SheffieldML / GPy

Gaussian processes framework in python
BSD 3-Clause "New" or "Revised" License
2.04k stars 562 forks source link

Uniform prior broken #639

Open cwlgadd opened 6 years ago

cwlgadd commented 6 years ago

Calling HMC with a Uniform prior gives the wrong results. A simple example showing the behaviour I experienced:

import GPy
import numpy as np
import matplotlib.pyplot as plt

if __name__ == '__main__':
    X = np.reshape(np.linspace(0,2*np.pi,100),(-1,1))
    Y = np.reshape(np.cos(X[:, 0]), (-1,1)) + 0.05*np.random.normal(size=(100,1))

    GPmodel = GPy.models.GPRegression(X,Y, kernel=GPy.kern.RBF(X.shape[1], ARD=True))
    prior = GPy.priors.Uniform(0,1)     #GPy.priors.Gamma(1, 1)
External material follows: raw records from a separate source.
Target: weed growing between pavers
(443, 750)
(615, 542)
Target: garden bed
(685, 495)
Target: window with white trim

    for p in range(X.shape[1]):
        GPmodel.kern.lengthscale[[p]].set_prior(prior, warning=False)
        GPmodel.kern.lengthscale[[p]] = 0.5             # start within the prior's support
        print(GPmodel.kern.lengthscale)

    hmc = GPy.inference.mcmc.HMC(GPmodel, stepsize=5e-2)
    shmc = hmc.sample(num_samples=1000)
    print(shmc.shape)

    for i in range(shmc.shape[1]):
        plt.scatter(np.linspace(1,shmc.shape[0]-1, shmc.shape[0]), shmc[:,i])
        plt.show()

    plt.hist(prior.rvs(10000), bins=100, normed=True)
    plt.hist(shmc[:,1], bins=50, normed=True)
    plt.show()

This gives posterior samples outside the support of the prior, where there should be no density. In the plot, prior samples are in blue whilst posterior samples are in orange. I tried it with and without ARD and got the same results.

gpy_issue

I was using Python 3.6.1 and GPy version 1.9.2

cwlgadd commented 6 years ago

Also another bug, which is very likely the cause, is evident when plotting the prior:

import GPy
import matplotlib.pyplot as plt

if __name__ == '__main__':
    prior = GPy.priors.Uniform(0,1) 
    prior.plot()
    plt.show()

gpy_issue2

cwlgadd commented 6 years ago

The cause of the bug is:

    def lnpdf(self, x):
        region = (x >= self.lower) * (x <= self.upper)
        return region

where you assign log density within the bounds as 1 and outside as 0. This gives density e^1 within the bounds and and e^0 outside.